Palin read notes from the very hand that she had the crowd eating from. She called for Obama “to declare war on Iran,” and told Fox News that she “would be willing” to run against him in 2012. She then traveled to Redding, California on Feb. 8 to inform a crowd that global warming was “snake-oil science.” Sensible Republicans ought to be running for the hills, but sensible people don’t comprise the whole of either party, and some of these other Republicans appear to want Palin running for them.

Cupid almost broke his bow shooting another arrow more than 6,000 miles to Tehran. It somehow managed its way through a retinue of bulky bodyguards and nearly shaved the moustache off of its incredibly short intended target, Iranian President Mahmoud Ahmadinejad. Only moments had passed since his Monday announcement that Iran’s atomic scientists would kick their work up a notch: rather than produce 3.5 percent enriched uranium, they would now enrich the radioactive element to 20 percent. One day earlier, he had announced that Iran had launched a rocket into space.

The small payload of Iran’s rocket and the need to enrich uranium to 90 percent to make nuclear weapons suggest that Iran’s president was blowing smoke. But that seemed less important to American journalists and politicians than the opportunity to write alarming sound bites and to call, as Secretary of Defense Robert Gates did, for economic sanctions. Fear sells more news and wins more elections than reason, so Americans can expect more such talk whenever any hot air passes out of Ahmadinejad.

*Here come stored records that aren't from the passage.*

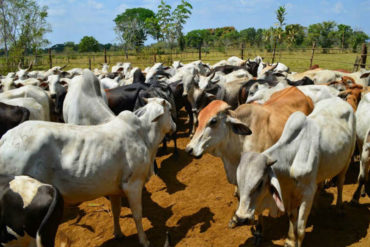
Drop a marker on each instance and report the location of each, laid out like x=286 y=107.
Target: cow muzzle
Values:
x=189 y=149
x=238 y=221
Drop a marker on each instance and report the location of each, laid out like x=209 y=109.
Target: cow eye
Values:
x=259 y=187
x=213 y=121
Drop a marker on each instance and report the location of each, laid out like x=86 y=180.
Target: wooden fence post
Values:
x=242 y=52
x=200 y=51
x=105 y=55
x=50 y=60
x=273 y=53
x=355 y=65
x=363 y=55
x=313 y=53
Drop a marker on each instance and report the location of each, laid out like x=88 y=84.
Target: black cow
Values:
x=227 y=69
x=29 y=211
x=159 y=90
x=301 y=82
x=244 y=90
x=252 y=67
x=11 y=116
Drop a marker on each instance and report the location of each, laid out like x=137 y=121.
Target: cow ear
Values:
x=275 y=190
x=238 y=127
x=157 y=115
x=211 y=96
x=365 y=75
x=279 y=74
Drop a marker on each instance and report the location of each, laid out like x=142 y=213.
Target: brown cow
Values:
x=352 y=95
x=226 y=134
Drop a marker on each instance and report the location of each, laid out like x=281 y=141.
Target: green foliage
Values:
x=358 y=38
x=88 y=44
x=295 y=34
x=132 y=26
x=198 y=37
x=23 y=27
x=248 y=35
x=323 y=34
x=344 y=34
x=280 y=15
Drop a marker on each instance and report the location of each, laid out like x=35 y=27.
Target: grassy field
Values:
x=298 y=59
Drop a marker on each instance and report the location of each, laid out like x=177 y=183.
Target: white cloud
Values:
x=95 y=4
x=338 y=8
x=121 y=8
x=57 y=11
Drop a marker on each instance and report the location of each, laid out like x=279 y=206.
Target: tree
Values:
x=197 y=37
x=358 y=38
x=248 y=35
x=23 y=26
x=344 y=34
x=88 y=44
x=165 y=21
x=180 y=15
x=294 y=34
x=322 y=33
x=132 y=27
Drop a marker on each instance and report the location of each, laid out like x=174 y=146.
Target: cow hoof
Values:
x=354 y=202
x=289 y=243
x=118 y=235
x=232 y=223
x=257 y=236
x=145 y=243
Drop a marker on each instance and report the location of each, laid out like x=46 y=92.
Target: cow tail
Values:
x=49 y=225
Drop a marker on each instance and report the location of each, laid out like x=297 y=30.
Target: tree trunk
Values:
x=5 y=36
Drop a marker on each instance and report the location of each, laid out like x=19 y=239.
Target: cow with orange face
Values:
x=251 y=127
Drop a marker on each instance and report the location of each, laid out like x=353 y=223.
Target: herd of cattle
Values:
x=281 y=135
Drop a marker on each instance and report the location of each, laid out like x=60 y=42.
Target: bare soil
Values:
x=192 y=200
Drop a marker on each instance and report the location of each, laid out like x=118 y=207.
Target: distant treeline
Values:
x=325 y=34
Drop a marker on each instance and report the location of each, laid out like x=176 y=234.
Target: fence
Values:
x=298 y=59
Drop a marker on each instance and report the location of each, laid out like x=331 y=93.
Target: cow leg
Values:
x=257 y=232
x=115 y=202
x=340 y=182
x=362 y=179
x=133 y=191
x=303 y=213
x=190 y=113
x=292 y=232
x=164 y=144
x=195 y=123
x=174 y=137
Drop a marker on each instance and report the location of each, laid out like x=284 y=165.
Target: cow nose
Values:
x=188 y=149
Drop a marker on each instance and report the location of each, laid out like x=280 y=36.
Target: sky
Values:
x=72 y=19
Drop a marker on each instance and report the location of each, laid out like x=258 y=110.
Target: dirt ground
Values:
x=192 y=200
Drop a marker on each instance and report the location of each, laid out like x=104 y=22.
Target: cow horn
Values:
x=30 y=67
x=212 y=75
x=270 y=161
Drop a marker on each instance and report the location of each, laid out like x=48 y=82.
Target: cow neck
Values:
x=230 y=152
x=152 y=131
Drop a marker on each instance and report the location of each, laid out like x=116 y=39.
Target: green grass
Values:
x=298 y=60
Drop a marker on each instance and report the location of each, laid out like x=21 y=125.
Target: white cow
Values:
x=362 y=127
x=87 y=162
x=35 y=108
x=261 y=93
x=310 y=150
x=84 y=103
x=33 y=92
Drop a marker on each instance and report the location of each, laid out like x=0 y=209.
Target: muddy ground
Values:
x=192 y=200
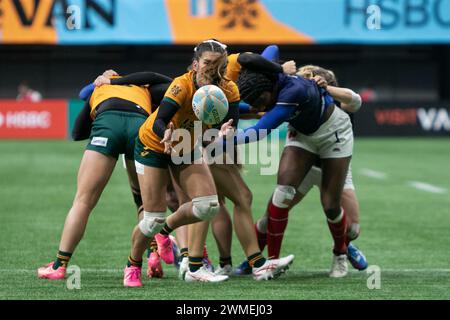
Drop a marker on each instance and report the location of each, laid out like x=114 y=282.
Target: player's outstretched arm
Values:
x=142 y=78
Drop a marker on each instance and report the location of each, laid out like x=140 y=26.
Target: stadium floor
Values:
x=403 y=187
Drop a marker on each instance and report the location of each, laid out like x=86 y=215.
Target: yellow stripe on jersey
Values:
x=181 y=91
x=137 y=94
x=233 y=67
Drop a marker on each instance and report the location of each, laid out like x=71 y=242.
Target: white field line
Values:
x=91 y=270
x=427 y=187
x=373 y=174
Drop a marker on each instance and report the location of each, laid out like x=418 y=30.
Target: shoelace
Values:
x=134 y=274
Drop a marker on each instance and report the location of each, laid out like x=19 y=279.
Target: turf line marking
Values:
x=92 y=270
x=427 y=187
x=373 y=174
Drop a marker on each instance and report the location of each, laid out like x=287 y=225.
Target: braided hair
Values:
x=215 y=72
x=252 y=84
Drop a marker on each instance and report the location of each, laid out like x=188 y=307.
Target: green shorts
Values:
x=150 y=158
x=115 y=132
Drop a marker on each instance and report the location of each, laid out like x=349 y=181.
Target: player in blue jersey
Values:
x=317 y=130
x=350 y=102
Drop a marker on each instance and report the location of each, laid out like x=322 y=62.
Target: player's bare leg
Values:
x=153 y=184
x=93 y=175
x=334 y=172
x=196 y=181
x=222 y=229
x=294 y=165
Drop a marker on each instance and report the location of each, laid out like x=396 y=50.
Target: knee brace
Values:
x=283 y=195
x=334 y=215
x=353 y=231
x=205 y=208
x=152 y=223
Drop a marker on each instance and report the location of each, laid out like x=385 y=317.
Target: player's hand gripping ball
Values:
x=210 y=104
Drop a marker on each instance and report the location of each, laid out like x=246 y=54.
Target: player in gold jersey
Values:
x=153 y=159
x=112 y=116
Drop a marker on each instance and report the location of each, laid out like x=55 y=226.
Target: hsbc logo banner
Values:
x=28 y=120
x=403 y=120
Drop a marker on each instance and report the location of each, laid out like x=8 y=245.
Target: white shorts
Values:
x=314 y=178
x=333 y=139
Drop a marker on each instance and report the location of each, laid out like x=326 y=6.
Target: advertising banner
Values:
x=406 y=119
x=28 y=120
x=73 y=22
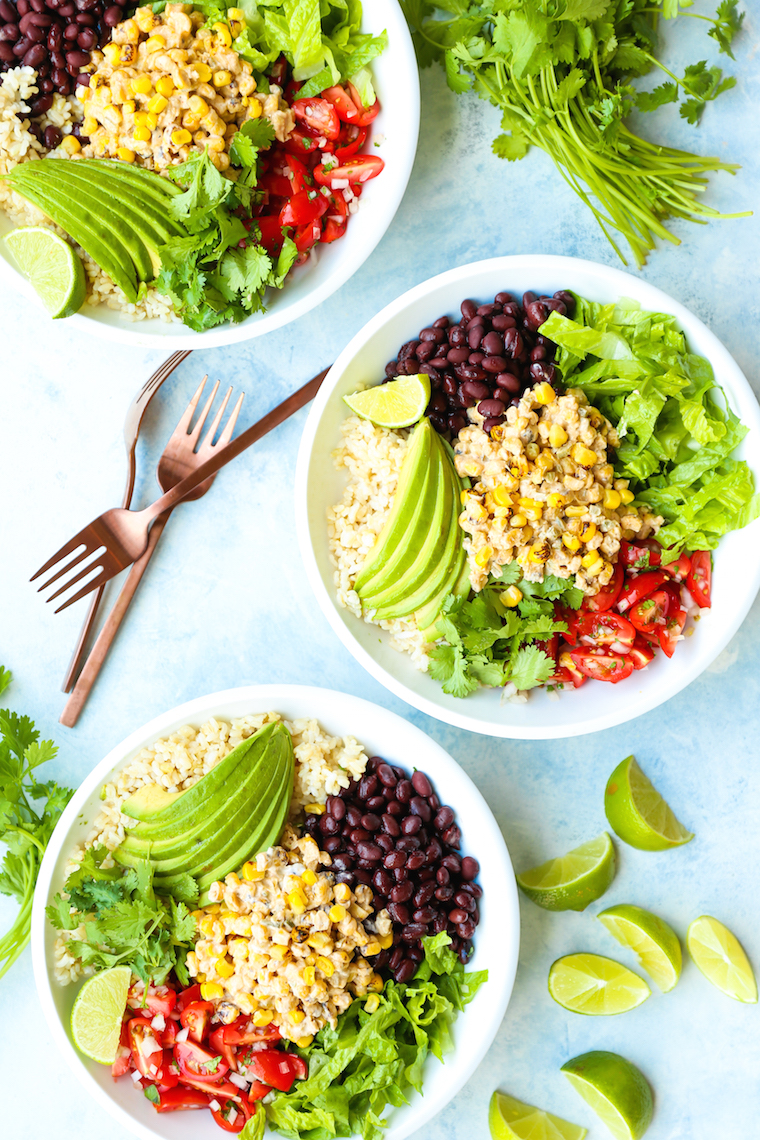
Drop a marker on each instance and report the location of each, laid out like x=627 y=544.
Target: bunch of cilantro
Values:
x=677 y=431
x=25 y=827
x=485 y=643
x=125 y=922
x=562 y=72
x=374 y=1060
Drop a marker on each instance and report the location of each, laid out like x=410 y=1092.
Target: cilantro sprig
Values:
x=25 y=828
x=562 y=73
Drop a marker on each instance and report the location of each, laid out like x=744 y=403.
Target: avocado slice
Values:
x=414 y=471
x=106 y=250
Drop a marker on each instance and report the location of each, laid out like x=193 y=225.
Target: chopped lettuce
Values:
x=676 y=428
x=372 y=1061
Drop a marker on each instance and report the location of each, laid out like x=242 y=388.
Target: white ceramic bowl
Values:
x=497 y=942
x=397 y=125
x=318 y=485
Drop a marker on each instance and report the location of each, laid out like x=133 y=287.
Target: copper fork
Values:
x=180 y=457
x=119 y=537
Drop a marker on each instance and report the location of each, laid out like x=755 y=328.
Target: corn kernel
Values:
x=326 y=966
x=71 y=145
x=211 y=990
x=557 y=436
x=583 y=456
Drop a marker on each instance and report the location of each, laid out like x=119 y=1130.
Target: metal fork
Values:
x=132 y=422
x=178 y=459
x=119 y=537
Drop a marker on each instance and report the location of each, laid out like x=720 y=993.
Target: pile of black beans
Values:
x=488 y=359
x=390 y=831
x=55 y=38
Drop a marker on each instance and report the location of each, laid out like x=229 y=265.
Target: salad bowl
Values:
x=394 y=133
x=319 y=485
x=498 y=935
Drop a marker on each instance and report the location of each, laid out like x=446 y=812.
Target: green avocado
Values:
x=414 y=472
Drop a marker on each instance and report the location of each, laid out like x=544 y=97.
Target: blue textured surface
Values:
x=227 y=603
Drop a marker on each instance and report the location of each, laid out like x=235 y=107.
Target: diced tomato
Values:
x=318 y=115
x=345 y=108
x=642 y=653
x=198 y=1063
x=195 y=1017
x=274 y=1068
x=642 y=586
x=607 y=595
x=606 y=630
x=650 y=615
x=359 y=169
x=700 y=578
x=171 y=1100
x=602 y=666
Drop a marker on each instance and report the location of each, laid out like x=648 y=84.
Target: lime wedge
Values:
x=638 y=813
x=51 y=266
x=512 y=1120
x=615 y=1090
x=97 y=1014
x=720 y=957
x=398 y=404
x=572 y=881
x=595 y=985
x=654 y=943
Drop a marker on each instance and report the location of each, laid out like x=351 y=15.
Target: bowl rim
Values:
x=401 y=49
x=499 y=986
x=562 y=268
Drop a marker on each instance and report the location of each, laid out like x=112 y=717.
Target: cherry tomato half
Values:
x=700 y=578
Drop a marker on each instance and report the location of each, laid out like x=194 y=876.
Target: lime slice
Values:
x=51 y=266
x=595 y=985
x=720 y=957
x=572 y=881
x=398 y=404
x=615 y=1090
x=97 y=1014
x=638 y=813
x=654 y=943
x=512 y=1120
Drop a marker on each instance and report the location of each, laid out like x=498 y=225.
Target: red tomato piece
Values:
x=195 y=1017
x=700 y=578
x=602 y=666
x=319 y=115
x=356 y=170
x=171 y=1100
x=198 y=1063
x=638 y=587
x=607 y=595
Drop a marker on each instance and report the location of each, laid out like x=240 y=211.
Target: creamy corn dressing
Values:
x=286 y=944
x=544 y=493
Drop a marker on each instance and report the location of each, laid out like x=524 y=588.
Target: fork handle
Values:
x=99 y=651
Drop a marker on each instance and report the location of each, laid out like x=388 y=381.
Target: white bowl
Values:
x=318 y=485
x=497 y=942
x=397 y=125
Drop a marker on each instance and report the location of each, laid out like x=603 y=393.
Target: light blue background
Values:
x=227 y=603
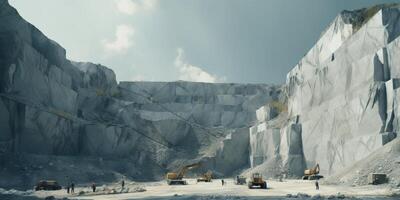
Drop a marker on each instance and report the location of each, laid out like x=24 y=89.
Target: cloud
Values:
x=123 y=40
x=188 y=72
x=130 y=7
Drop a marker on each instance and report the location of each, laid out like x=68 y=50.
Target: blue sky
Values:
x=243 y=41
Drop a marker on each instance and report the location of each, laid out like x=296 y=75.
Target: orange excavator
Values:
x=176 y=178
x=312 y=174
x=206 y=177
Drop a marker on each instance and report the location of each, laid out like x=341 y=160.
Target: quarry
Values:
x=73 y=122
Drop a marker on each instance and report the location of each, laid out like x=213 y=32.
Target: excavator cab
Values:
x=312 y=174
x=257 y=181
x=207 y=177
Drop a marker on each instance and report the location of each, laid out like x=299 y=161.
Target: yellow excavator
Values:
x=256 y=180
x=206 y=177
x=312 y=174
x=176 y=178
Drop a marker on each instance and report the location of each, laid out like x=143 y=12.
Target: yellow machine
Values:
x=257 y=181
x=176 y=178
x=312 y=174
x=207 y=177
x=240 y=180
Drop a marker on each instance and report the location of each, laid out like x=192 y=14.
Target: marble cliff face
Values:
x=343 y=94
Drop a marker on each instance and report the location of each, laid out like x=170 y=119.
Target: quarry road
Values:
x=160 y=190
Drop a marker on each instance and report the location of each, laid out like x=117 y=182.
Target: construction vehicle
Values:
x=206 y=177
x=257 y=181
x=47 y=185
x=240 y=180
x=312 y=174
x=176 y=178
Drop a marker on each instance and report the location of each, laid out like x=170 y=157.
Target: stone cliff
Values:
x=343 y=94
x=59 y=117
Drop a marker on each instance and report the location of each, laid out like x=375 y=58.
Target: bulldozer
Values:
x=176 y=178
x=47 y=185
x=312 y=174
x=240 y=180
x=256 y=180
x=206 y=177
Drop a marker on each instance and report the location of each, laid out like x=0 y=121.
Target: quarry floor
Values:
x=214 y=190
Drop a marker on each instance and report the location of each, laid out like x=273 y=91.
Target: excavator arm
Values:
x=184 y=169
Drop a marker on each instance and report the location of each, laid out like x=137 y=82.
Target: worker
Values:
x=72 y=187
x=94 y=187
x=67 y=189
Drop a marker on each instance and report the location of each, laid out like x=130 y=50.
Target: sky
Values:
x=239 y=41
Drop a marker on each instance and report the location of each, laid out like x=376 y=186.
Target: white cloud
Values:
x=130 y=7
x=188 y=72
x=122 y=41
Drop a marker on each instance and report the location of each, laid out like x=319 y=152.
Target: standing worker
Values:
x=67 y=189
x=72 y=187
x=94 y=187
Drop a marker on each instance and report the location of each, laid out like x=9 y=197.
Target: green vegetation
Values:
x=61 y=113
x=279 y=106
x=100 y=92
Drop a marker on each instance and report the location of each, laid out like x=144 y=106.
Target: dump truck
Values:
x=312 y=174
x=206 y=177
x=240 y=180
x=176 y=178
x=256 y=180
x=47 y=185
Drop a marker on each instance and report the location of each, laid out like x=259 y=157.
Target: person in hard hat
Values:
x=94 y=187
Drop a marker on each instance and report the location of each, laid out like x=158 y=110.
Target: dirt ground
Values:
x=215 y=190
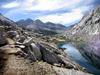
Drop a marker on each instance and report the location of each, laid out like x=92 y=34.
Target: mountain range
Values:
x=39 y=25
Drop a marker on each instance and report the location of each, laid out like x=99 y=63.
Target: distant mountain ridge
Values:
x=39 y=25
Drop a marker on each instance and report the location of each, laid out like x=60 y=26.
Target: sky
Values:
x=66 y=12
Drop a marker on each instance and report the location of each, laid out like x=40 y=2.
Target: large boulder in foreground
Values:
x=2 y=38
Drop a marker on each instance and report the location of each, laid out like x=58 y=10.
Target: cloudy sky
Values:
x=66 y=12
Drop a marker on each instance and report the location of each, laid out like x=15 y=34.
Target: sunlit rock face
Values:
x=89 y=25
x=89 y=30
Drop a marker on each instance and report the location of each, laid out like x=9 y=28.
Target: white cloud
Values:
x=11 y=5
x=66 y=18
x=53 y=4
x=76 y=8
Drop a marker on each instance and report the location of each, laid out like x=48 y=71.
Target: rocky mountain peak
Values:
x=89 y=25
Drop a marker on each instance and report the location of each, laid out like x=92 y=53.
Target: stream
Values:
x=75 y=55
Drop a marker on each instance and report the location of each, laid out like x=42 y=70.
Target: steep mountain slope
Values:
x=20 y=54
x=87 y=36
x=39 y=25
x=89 y=25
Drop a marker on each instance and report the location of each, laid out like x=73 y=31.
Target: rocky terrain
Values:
x=39 y=26
x=23 y=52
x=86 y=35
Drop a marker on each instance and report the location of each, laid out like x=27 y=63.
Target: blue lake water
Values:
x=75 y=55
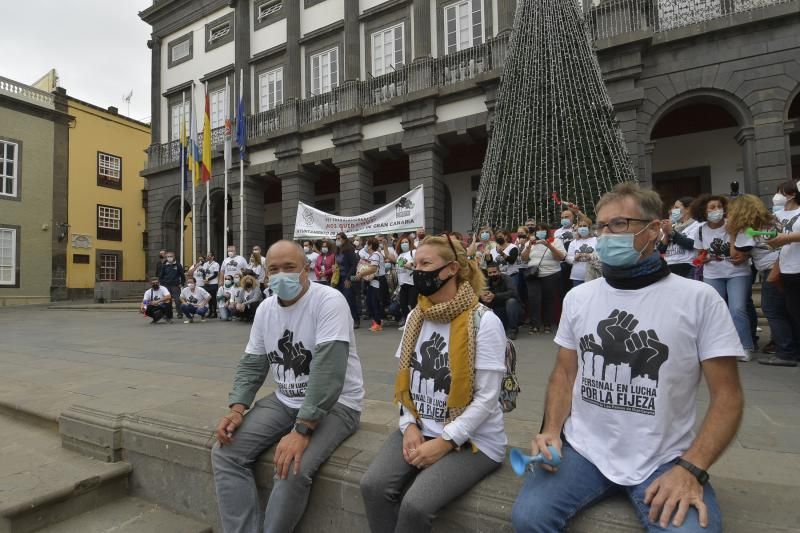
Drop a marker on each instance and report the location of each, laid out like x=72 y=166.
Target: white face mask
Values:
x=716 y=215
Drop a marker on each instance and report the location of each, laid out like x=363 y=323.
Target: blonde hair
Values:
x=747 y=211
x=468 y=269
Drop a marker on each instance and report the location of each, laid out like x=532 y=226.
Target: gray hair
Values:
x=649 y=201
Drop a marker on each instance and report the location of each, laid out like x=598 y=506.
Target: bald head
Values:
x=285 y=256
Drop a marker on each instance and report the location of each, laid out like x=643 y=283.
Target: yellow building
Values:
x=106 y=204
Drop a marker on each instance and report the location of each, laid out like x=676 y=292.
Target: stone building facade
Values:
x=351 y=103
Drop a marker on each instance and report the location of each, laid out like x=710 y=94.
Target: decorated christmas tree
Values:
x=555 y=138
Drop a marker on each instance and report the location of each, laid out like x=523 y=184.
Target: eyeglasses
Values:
x=619 y=225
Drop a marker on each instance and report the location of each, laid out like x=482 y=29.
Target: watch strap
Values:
x=696 y=471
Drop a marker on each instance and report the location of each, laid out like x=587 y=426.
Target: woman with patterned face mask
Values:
x=677 y=240
x=581 y=250
x=406 y=253
x=726 y=262
x=451 y=367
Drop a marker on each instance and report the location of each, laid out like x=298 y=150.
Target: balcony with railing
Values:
x=607 y=19
x=358 y=96
x=26 y=93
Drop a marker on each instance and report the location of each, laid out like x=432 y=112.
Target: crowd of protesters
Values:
x=723 y=241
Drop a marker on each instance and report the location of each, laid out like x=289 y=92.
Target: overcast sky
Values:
x=98 y=47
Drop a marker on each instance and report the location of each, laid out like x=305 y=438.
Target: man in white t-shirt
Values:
x=633 y=348
x=311 y=259
x=157 y=302
x=304 y=335
x=234 y=265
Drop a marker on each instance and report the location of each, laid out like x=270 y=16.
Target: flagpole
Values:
x=226 y=163
x=241 y=170
x=208 y=205
x=194 y=196
x=182 y=131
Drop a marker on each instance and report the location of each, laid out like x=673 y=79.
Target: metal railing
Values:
x=355 y=96
x=27 y=93
x=610 y=18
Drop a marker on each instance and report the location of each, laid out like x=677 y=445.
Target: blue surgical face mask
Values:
x=618 y=249
x=286 y=285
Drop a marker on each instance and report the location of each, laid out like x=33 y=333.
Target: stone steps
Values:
x=128 y=515
x=44 y=487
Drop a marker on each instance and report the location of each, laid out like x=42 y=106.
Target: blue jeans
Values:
x=773 y=303
x=547 y=501
x=737 y=293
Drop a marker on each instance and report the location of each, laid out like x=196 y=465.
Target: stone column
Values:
x=155 y=90
x=253 y=213
x=505 y=15
x=296 y=186
x=422 y=28
x=771 y=161
x=291 y=78
x=352 y=42
x=355 y=184
x=646 y=177
x=425 y=168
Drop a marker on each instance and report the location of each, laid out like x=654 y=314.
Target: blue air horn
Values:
x=521 y=462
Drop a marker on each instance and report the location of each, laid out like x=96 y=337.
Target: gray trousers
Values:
x=428 y=491
x=263 y=426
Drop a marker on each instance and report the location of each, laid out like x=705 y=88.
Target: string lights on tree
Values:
x=555 y=139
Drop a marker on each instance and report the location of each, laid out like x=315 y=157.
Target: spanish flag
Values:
x=206 y=167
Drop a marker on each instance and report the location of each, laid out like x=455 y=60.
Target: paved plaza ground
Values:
x=114 y=360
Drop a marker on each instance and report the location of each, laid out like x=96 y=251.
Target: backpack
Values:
x=509 y=388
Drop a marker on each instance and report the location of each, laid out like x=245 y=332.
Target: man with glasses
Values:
x=633 y=346
x=173 y=278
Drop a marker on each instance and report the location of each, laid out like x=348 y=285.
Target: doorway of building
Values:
x=677 y=184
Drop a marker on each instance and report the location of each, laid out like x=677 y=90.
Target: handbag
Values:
x=533 y=272
x=363 y=266
x=774 y=276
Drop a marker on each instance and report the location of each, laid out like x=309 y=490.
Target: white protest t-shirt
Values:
x=404 y=272
x=580 y=246
x=288 y=336
x=505 y=268
x=676 y=254
x=151 y=295
x=633 y=402
x=311 y=261
x=430 y=380
x=717 y=243
x=233 y=265
x=790 y=253
x=376 y=259
x=196 y=297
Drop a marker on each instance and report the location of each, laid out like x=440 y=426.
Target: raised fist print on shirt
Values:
x=433 y=363
x=294 y=357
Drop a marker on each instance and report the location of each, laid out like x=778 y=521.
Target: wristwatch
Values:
x=303 y=429
x=699 y=473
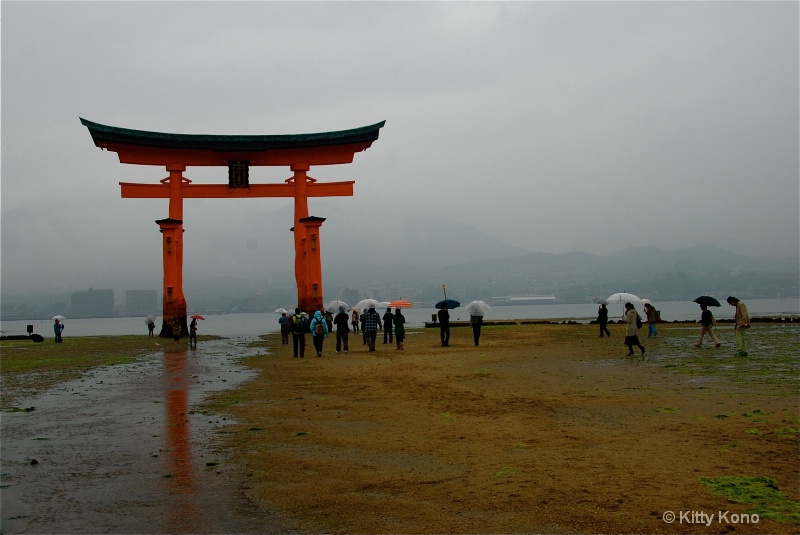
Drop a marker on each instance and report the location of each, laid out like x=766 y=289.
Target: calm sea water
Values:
x=253 y=324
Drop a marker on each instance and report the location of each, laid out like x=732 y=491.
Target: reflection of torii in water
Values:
x=178 y=151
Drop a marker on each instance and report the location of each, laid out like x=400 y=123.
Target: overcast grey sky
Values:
x=588 y=126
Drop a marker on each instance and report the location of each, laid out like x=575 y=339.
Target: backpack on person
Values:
x=319 y=329
x=298 y=324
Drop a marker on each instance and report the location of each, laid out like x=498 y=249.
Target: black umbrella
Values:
x=707 y=300
x=451 y=304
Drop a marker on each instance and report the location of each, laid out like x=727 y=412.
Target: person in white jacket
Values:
x=633 y=319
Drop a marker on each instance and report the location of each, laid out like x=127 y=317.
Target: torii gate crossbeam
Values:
x=177 y=151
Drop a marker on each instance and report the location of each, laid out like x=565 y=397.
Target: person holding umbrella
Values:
x=284 y=322
x=741 y=322
x=387 y=325
x=193 y=332
x=342 y=330
x=634 y=321
x=319 y=330
x=476 y=322
x=444 y=325
x=602 y=319
x=58 y=328
x=707 y=322
x=399 y=329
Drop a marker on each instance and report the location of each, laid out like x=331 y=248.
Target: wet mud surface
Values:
x=124 y=450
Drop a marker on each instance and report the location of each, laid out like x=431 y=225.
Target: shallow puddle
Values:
x=122 y=451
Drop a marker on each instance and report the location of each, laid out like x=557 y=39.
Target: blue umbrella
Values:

If the rhetoric spoken by Cupid’s targets is any indication, his arrows missed their targets. But surely there’s one man who’s secretly lovestruck with them all. When Ryan and friends pronounce their willingness to desert hordes of voters in their time of medical need, when Palin hints that she’ll distract Republicans with a candidacy that will make them look foolish, and when Ahmadinejad makes provocative but empty gestures that might easily become part of the pretext for an American-led attack on Iran that could be a mid-term election winner in October if timed properly, none of them seem able to comprehend how much they excite this guy’s passions. This Valentine’s Day, their secret admirer resides in the White House.